Klar, ähnlich elitäre Bräuche sind auch in anderen Klubs en vogue, das ist bei den Golfspielern nicht anders. Wer zum Beispiel auf dem Pebble-Beach-Golfplatz von Carmel spielen möchte, um das legendäre Loch 7 zu bewältigen, legt für die Runde schon mal 495 Dollar hin. Er darf aber dann auch nach dem 18. das 19. Loch besuchen, also die Bar im Klubhaus. Anders ist das bei den Seglern. Wer mit seiner Yacht, und sei sie noch so groß, in, sagen wir, Monte Carlo, einläuft, kann hier zwar die großzügig angelegten Facilities benützen, in den Yacht Club de Monaco kommt er aber nicht ohne Weiteres rein. Da achten, wie es so dezent in Domizlaffs Kapitel über diesen architektonisch wohl verrücktesten Yachtklub der Welt steht, freundliche Damen am Empfangstresen darauf, dass das mit dem Zugang "seine Ordnung hat". Norman Foster hat das einem Luxusliner nachempfundene Gebäude entworfen, das 2014 fertiggestellt wurde. Und man sagt stolz von sich, ein Viertel der hundert größten Luxusyachten der Welt führe den Wimpel des Yacht Club de Monaco im Masttopp.
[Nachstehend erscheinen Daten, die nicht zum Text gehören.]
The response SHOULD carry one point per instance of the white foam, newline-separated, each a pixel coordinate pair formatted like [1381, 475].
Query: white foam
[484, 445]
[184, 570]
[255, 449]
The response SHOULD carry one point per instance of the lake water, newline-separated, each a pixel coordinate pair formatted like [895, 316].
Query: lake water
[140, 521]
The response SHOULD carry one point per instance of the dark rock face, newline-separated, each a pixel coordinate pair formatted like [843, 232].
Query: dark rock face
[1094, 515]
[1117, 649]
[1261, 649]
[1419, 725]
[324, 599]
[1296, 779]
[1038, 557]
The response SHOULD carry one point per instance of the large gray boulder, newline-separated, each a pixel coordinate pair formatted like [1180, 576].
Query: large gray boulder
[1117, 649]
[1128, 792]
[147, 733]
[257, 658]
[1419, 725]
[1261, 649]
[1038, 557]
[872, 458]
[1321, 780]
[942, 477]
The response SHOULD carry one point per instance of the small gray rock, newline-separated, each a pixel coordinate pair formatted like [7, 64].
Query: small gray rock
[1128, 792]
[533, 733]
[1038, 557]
Ambiente und Rituale solcher Klubs unterscheiden sich dennoch nur unwesentlich von denen in ganz normalen Seglervereinigungen, das gilt vom Chiemsee Yacht Club (einst Heimat von Deutschlands berühmtem Weltumsegler Bobby Schenk) bis zum Royal Hong Kong Yacht Club oder dem Nautikos Omilos Palaiou Falirou von Piräus, einem der vornehmsten griechischen Klubs, der früher sogar ein königlicher war. Eine Geschichte erzählt man dem deutschen Gast immer noch gerne: Man schrieb das Jahr 1977, als Deutschlands damals führender und - weil hauptberuflich Lufthansa-Kapitän - angesehenster Segler, der gebürtige Berliner Willy Kuhweide, missmutig einsam einen Lobster verspeiste. Missmutig deshalb, weil ihm gerade eine bayerische Crew im letzten Rennen die Europameisterschaft in der Solingklasse vor der Nase weggeschnappt hatte. Diese feierte den Sieg in Sicht- und Hörweite lautstark und ganz unyachtklubmäßig mit mitgebrachtem Weißbier und Leberkäs.
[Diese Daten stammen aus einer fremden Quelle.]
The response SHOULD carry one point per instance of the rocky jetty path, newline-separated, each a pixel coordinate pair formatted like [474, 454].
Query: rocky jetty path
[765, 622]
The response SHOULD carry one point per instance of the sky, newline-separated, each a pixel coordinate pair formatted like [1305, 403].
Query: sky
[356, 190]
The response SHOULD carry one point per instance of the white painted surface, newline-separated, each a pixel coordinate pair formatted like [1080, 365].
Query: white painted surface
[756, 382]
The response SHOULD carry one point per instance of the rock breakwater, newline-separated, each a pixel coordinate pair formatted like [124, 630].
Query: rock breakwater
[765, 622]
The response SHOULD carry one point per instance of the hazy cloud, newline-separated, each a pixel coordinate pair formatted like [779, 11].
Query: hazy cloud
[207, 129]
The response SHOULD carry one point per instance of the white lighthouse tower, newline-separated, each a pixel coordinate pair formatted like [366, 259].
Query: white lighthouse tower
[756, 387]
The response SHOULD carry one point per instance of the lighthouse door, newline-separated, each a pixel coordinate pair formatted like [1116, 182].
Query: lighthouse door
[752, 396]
Und noch eine Ähnlichkeit: Egal ob bei Gin Tonic, Planter's Punch oder Weißbier, bei der abendlichen Runde im Yachtklub wachsen die Wellen zu meterhohen Ungetümen, und drei Beaufort Windstärke werden zum Orkan. Und man erzählt immer wieder alte Heldengeschichten, natürlich nur von Klubmitgliedern. Etwa im Harbour Club, der meernahen Dependance des New York Yacht Club auf Rhode Island, oder in dessen edlem Hauptsitz in einem Belle-Époque-Palais mitten in Manhattan, in der 37 West 44th Street. Über dessen Eingangstür prangt die Inschrift "Nos agimur tumidis velis" (Volle Segel treiben uns voran). Dort wird gerne auf die phänomenale Leistung des Klubmitglieds Charlie Barr verwiesen, der 1905 seinen Dreimast-Schoner Atlantic in zwölf Tagen und vier Stunden, einer Minute und 19 Sekunden 2925 Seemeilen über das namensgebende Meer prügelte und so einen mehr als 100 Jahre lang geltenden Rekord aufstellte.
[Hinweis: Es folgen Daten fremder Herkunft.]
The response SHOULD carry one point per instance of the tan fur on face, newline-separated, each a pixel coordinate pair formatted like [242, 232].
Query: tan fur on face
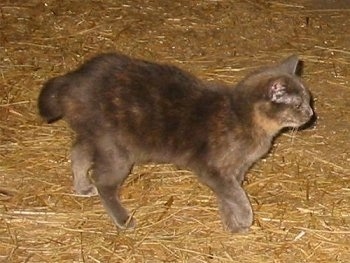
[268, 125]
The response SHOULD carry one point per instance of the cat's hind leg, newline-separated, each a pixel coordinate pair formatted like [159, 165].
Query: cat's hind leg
[82, 157]
[235, 208]
[111, 167]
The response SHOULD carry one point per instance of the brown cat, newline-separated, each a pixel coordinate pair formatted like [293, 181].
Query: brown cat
[126, 111]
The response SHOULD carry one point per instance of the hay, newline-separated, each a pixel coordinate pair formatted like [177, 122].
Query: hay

Yacht Club de Cannes - das klingt beinahe wie CYC: Chiemsee Yacht Club

Dass man aber nicht unbedingt eine dicke Yacht und einen noch dickeren Geldbeutel braucht, um zumindest für kurze Zeit die Annehmlichkeiten eines edlen Yachtklubs genießen zu können, bewiesen drei junge Chiemsee-Segler vor vielen Jahren. Sie waren mit einem Citroën 2 CV nach Cannes gefahren, ihre erste Auslandsreise, und sahen am Hafen ein Gebäude mit der Aufschrift "Yacht Club de Cannes". Sie kannten die Initialen, nur in anderer Reihenfolge: CYC stand für ihren "Chiemsee Yacht Club". Gerade war eine große Sause gestartet, mit Rosé und Champagner, Canapés und anderen Feinheiten. Es herrschte größeres Gedränge, sie stellten sich einfach dazu und fingen an zu speisen und zu trinken. Als sie ein Mann in blauem Yachtjackett fragte, welcher Art ihr Schiff denn sei und wo es liege, sagte jener der drei, der etwas Französisch konnte, es handle sich um eine Swan namens "Marina", sie liege in Monte Carlo. Leider sei die Maschine kaputt. Da lachte der Mann in Blau und meinte, dass sie, wenn der Schaden behoben sei, gerne hier einen Platz finden würden als Gäste. Und wünschte "bonne chance!"

Diese Geschichte allerdings steht nicht in Svante Domizlaffs Buch.